# Stocking my 20 gallon community tank



## meamea568

Hey all, new member and beginner fishkeeper here!

So I'm planning on getting my very first tank soon and wanted some suggestions. I consider myself fairly new to fishkeeping, and the only real experience I have is caring for my sister's male betta and two comet goldfish. However, I have been doing a lot of research, and I understand the cycling process/nitrogen cycle pretty well.

I'm looking at a 20 gallon freshwater tropical tank with the dimensions of 24"L x 12"W x 20"H. How would you recommend I stock it? I would like to have a community tank with several different types of fish, but I'm unsure of which fish are compatible, their effect on the bioload, space in the tank, etc.

My original plan was this:
3 swordtails
6 panda cories
6 neon tetras
1 dwarf gourami
However, now I'm concerned that I might be overstocking it and I'm considering switching out the neons for 4-6 ender guppies.
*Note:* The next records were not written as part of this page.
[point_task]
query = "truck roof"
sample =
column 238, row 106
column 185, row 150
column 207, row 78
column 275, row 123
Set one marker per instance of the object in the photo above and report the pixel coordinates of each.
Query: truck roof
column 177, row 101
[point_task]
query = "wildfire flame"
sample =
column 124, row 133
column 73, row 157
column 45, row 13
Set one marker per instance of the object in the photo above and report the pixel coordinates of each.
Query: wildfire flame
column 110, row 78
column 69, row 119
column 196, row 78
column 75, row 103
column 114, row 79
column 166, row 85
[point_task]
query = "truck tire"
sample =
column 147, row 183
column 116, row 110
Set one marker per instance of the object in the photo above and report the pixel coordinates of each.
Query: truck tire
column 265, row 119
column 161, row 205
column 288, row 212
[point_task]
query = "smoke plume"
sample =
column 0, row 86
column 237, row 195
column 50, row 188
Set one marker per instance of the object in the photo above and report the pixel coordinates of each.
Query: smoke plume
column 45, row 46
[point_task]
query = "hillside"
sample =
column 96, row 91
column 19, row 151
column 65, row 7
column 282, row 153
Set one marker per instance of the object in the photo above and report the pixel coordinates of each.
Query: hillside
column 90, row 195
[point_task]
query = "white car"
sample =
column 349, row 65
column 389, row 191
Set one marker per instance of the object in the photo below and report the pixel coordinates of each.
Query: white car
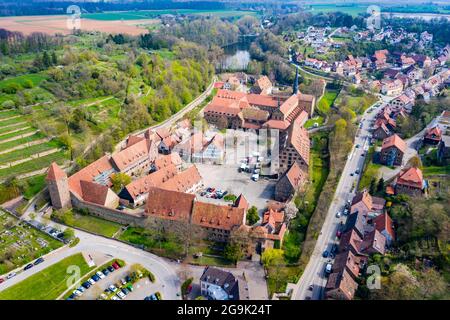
column 112, row 288
column 121, row 295
column 78, row 293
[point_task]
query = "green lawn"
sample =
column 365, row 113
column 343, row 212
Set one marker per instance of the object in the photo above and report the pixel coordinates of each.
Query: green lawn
column 20, row 141
column 436, row 170
column 35, row 79
column 33, row 165
column 21, row 244
column 310, row 123
column 47, row 284
column 89, row 223
column 16, row 134
column 325, row 103
column 27, row 152
column 4, row 123
column 12, row 128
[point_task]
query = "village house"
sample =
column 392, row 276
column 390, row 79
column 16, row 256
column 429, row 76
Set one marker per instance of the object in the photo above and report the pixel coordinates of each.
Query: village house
column 366, row 204
column 433, row 136
column 392, row 87
column 392, row 151
column 402, row 102
column 262, row 86
column 216, row 284
column 410, row 181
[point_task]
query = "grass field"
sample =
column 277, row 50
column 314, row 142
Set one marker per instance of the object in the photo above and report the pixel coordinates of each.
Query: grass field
column 89, row 223
column 151, row 14
column 21, row 244
column 47, row 284
column 33, row 165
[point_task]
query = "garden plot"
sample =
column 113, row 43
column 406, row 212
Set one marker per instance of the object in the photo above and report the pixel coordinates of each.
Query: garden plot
column 20, row 243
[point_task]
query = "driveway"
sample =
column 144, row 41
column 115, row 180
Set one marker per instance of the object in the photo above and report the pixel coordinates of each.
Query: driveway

Any advice and suggestions would be greatly appreciated! Thanks so much! :-D


----------



## Nilet699

Hello, do you know what your water parameters are? Ph, gh etc. This normally helps some of the much more experienced posters here offer better stocking suggestions. 
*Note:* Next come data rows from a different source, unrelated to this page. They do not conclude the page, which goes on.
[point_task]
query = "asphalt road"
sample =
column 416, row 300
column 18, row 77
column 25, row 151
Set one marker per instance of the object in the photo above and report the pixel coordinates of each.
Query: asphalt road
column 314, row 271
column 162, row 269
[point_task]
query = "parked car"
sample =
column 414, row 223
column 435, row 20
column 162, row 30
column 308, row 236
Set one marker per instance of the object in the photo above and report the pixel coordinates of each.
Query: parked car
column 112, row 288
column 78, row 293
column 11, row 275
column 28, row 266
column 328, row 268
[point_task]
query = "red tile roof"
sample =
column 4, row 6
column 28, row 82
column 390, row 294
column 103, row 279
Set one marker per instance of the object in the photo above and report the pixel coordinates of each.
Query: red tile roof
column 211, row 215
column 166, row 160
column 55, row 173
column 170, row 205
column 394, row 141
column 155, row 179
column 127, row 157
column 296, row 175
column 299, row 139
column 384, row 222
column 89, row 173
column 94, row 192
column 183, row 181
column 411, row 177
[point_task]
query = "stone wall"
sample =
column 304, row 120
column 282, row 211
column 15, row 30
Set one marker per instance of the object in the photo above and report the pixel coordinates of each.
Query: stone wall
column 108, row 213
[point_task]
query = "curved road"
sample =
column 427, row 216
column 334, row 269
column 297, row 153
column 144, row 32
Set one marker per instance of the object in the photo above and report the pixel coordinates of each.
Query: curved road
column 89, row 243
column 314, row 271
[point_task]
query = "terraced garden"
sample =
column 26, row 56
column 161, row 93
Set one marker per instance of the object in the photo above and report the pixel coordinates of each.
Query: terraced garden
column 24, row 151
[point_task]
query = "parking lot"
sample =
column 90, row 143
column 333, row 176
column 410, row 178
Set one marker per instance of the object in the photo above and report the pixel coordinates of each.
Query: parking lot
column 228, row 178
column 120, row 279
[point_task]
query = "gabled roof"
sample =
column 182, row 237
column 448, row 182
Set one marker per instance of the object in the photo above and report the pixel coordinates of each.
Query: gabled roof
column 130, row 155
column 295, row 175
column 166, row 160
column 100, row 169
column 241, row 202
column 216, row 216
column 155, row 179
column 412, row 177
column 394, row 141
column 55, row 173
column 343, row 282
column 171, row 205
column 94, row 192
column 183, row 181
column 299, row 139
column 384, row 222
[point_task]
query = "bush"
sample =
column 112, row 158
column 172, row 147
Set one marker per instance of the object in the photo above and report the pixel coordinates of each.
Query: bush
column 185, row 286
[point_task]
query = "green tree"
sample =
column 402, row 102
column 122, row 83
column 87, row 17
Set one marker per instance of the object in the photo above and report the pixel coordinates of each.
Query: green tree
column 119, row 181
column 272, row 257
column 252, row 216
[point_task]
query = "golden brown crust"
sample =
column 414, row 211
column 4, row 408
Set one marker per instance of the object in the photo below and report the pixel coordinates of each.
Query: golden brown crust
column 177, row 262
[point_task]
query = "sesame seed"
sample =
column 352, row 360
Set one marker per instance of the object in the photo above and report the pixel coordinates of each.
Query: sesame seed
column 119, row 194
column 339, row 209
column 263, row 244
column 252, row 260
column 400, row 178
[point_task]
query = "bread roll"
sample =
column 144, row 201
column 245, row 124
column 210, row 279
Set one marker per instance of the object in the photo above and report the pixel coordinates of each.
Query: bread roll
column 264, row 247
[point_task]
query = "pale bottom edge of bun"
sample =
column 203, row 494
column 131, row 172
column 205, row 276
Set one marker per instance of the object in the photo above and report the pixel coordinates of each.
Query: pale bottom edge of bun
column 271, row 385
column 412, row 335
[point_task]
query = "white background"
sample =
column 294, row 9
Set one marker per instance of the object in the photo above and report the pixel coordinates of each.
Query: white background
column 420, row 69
Other things like will the tank be planted etc are also helpful. Get as much info down about what you want as all factors play there part in what would and wouldn't suit the look you want.


----------



## marshallsea

meamea568 said:


> Hey all, new member and beginner fishkeeper here!
> 
> So I'm planning on getting my very first tank soon and wanted some suggestions. I consider myself fairly new to fishkeeping, and the only real experience I have is caring for my sister's male betta and two comet goldfish. However, I have been doing a lot of research, and I understand the cycling process/nitrogen cycle pretty well.
> 
> I'm looking at a 20 gallon freshwater tropical tank with the dimensions of 24"L x 12"W x 20"H. How would you recommend I stock it? I would like to have a community tank with several different types of fish, but I'm unsure of which fish are compatible, their effect on the bioload, space in the tank, etc.
> 
> My original plan was this:
> 3 swordtails
> 6 panda cories
> 6 neon tetras
> 1 dwarf gourami
> However, now I'm concerned that I might be overstocking it and I'm considering switching out the neons for 4-6 ender guppies.
> 
> Any advice and suggestions would be greatly appreciated! Thanks so much! :-D


That is overstocked, the swordtails need a much bigger tank as they get big and need a lot of swimming room. You need to know the type of water you have. The guppies need harder water and the corys and tetras need softer water. I'm not sure about the gourami but putting hard and soft water fish in the same tank spells trouble.You can save trouble and heartache by finding out what type of water you have and planning fish around your specific water.


----------



## Canadian Fish

You could get platies instead of swordtails. They'll be fine in a 24" tank and come in lots of color variations. 

As everyone has pointed out, this all depends on your water. 

If you check out my aquariums on the left, my "Community" tank is a 20 gallon high tank, same dimensions as yours. 

I only have 3 corys right now, 5 is better. I had 5 a year ago, two passed and as the behavior of the remaining three never changed, I never bothered adding more. They are very active bottom feeders, always scouring the bottom of the tank.

My guppies had fry, and two managed to survive hiding in the cracks of the driftwood, until they were small enough to survive in the open, so there are actually 4 + 2 small ones. 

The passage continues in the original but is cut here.